松山英樹のショートゲームが強い理由。アイアンショットに見る、世界レベルの「フェースを開いて閉じる」動き【ゴルフメカニクス研究所 #10】
ウィークグリップによる「開いて閉じる」
そして松山選手のグリップが、昨今の選手の中ではかなりウィークであることにも着目しています。これによってトップではしっかりとフェースが開き、またインパクトまでに閉じてくる動作が入ることで、安定したボールストライキングを行っているとしています。 クラブを振り下ろす動作に同調して、前腕も回旋を行うことでヘッドスピードを安定して確保するとともに、しっかりとフェースをスクエアにしてボールを捉えていると評しています。 ここまでがイメルマン氏の松山評です。
フェースの開閉は「可動域」と考える
ここからは私、大庭個人の意見になりますが、昨今はドライバーの大型化などの影響もあり、「開いて閉じる」よりは、「ずっと開かずに」、いわゆるフェースを「シャットに」「開きを抑えた」手法が流行っていると言えますし、それに伴ってグリップもストロンググリップが多くなってきていると言えます。

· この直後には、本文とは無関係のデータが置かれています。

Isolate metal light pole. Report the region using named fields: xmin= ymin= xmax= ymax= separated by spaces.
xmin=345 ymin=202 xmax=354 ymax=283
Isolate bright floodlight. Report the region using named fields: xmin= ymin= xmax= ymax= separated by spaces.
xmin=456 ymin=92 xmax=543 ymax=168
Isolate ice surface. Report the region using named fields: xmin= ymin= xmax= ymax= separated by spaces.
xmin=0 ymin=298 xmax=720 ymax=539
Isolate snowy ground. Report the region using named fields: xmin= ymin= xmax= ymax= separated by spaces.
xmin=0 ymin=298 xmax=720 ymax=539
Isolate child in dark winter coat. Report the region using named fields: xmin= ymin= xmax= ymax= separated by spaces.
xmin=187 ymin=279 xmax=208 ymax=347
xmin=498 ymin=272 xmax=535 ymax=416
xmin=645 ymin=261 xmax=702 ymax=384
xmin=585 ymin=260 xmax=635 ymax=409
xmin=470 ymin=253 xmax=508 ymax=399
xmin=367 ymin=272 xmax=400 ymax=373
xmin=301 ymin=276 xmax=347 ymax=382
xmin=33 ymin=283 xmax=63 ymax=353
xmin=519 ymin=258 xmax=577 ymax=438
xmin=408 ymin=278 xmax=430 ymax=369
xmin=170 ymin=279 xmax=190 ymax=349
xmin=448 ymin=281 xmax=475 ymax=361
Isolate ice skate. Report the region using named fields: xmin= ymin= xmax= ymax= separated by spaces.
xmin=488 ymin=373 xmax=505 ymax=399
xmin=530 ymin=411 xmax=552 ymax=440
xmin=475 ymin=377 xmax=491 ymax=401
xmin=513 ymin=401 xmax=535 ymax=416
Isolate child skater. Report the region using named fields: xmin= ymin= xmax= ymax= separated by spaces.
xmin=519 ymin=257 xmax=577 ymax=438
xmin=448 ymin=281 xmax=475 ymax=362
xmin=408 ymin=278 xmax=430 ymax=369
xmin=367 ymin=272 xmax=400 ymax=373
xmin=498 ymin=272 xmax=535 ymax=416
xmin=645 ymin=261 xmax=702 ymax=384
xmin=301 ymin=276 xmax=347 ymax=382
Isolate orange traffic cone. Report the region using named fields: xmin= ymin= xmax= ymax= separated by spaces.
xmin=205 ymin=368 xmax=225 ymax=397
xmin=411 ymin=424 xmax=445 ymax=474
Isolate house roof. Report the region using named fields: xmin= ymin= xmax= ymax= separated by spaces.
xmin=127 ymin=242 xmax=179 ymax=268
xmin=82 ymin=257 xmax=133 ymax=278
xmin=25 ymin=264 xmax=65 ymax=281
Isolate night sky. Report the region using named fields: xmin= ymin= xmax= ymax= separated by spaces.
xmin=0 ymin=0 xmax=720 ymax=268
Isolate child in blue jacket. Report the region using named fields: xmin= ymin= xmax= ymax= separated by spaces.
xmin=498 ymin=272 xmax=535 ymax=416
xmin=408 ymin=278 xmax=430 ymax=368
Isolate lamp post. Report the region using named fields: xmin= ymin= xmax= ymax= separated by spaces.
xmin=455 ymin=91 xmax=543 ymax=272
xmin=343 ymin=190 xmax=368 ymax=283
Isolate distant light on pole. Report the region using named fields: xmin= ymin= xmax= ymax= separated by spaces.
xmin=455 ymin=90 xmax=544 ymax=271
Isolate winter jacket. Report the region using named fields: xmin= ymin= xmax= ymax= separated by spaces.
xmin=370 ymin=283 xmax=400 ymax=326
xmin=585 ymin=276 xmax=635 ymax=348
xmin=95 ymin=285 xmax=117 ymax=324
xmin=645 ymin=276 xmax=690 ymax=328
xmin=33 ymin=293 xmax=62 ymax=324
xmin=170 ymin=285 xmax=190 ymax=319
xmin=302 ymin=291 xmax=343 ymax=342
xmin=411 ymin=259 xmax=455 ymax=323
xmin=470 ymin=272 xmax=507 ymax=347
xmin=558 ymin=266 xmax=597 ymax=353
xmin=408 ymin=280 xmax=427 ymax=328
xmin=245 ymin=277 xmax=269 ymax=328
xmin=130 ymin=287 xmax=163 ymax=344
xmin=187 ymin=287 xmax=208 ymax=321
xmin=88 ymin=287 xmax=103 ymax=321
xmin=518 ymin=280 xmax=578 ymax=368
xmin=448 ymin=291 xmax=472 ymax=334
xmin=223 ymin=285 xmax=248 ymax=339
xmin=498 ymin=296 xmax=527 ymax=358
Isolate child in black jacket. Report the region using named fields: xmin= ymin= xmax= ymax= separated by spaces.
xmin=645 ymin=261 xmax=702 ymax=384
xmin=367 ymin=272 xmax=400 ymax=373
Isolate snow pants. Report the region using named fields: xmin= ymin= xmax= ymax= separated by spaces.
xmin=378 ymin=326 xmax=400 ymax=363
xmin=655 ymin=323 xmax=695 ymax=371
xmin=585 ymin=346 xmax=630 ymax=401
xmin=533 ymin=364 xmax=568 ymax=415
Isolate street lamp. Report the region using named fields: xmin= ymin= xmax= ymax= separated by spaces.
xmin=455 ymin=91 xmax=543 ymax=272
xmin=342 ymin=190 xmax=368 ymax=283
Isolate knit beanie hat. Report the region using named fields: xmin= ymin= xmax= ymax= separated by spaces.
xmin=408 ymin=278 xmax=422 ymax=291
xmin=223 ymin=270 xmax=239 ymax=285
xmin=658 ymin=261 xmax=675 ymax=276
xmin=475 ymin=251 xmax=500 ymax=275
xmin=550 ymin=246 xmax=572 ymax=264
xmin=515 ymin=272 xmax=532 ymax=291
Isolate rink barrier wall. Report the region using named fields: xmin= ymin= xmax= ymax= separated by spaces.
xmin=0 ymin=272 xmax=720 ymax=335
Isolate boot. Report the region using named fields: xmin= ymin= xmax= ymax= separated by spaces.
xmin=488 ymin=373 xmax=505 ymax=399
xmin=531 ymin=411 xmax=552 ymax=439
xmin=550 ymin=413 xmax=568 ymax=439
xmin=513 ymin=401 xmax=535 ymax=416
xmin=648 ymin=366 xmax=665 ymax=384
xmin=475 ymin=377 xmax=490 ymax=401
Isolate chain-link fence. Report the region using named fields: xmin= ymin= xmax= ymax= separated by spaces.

ストロンググリップというのは両腕がフェースを開いた状態にしてから、クラブだけをフェースが目標に向くように握り直した状態です。 つまり手や前腕はフェースを開いた時と同じ状態になっているので、スウィング中にフェースが開く要素が排除できるというのが利点です。「フックグリップ」とも言われますが、一般的にはフェース開閉を抑えてフェードボールを打つのに適した手法です。 しかし、レッスンの現場、とりわけ初心者の方には私はこのグリップをお勧めしていません。理由は、「ドローが覚えられない」ことと、「ショートゲームが難しくなる」からです。 プロでもフェードヒッターは、ほぼ「かつてドローヒッターだった」選手が曲がり幅を抑えるために転向したケースがほとんどです。アマチュアでも、まずはクラブの構造通りに「開いて閉じる」ことで、距離の稼げるドローボールを打つことを覚えたいものです。 そして松山選手といえば、アイアンに加えてアプローチショットの技術も世界屈指といえますが、これもフェースの開閉を自在に操れるウィークグリップであることが大きな要素になっていると思います。今回のジェネシス招待でも、閉じた状態での転がし、しっかりと開いたロブなど、多彩な技術で寄せて(入れて)いましたが、ストロンググリップでそうした繊細さを習得するのはかなり困難だと思います。 しばしばフェースを閉じすぎると「左にフックする」「曲がる」と思っておられる方がいます(そういう方に限ってスライサーだったりします)が、「開いて閉じる」を操れるのであれば「開かず閉じず」も操れるようになります。 つまりフェースの開閉はあくまで「可動域」と考え、状況に応じてその量を変化させられるのが王道であり、ゴルフの楽しさや将来性を広げていくカギになると思います。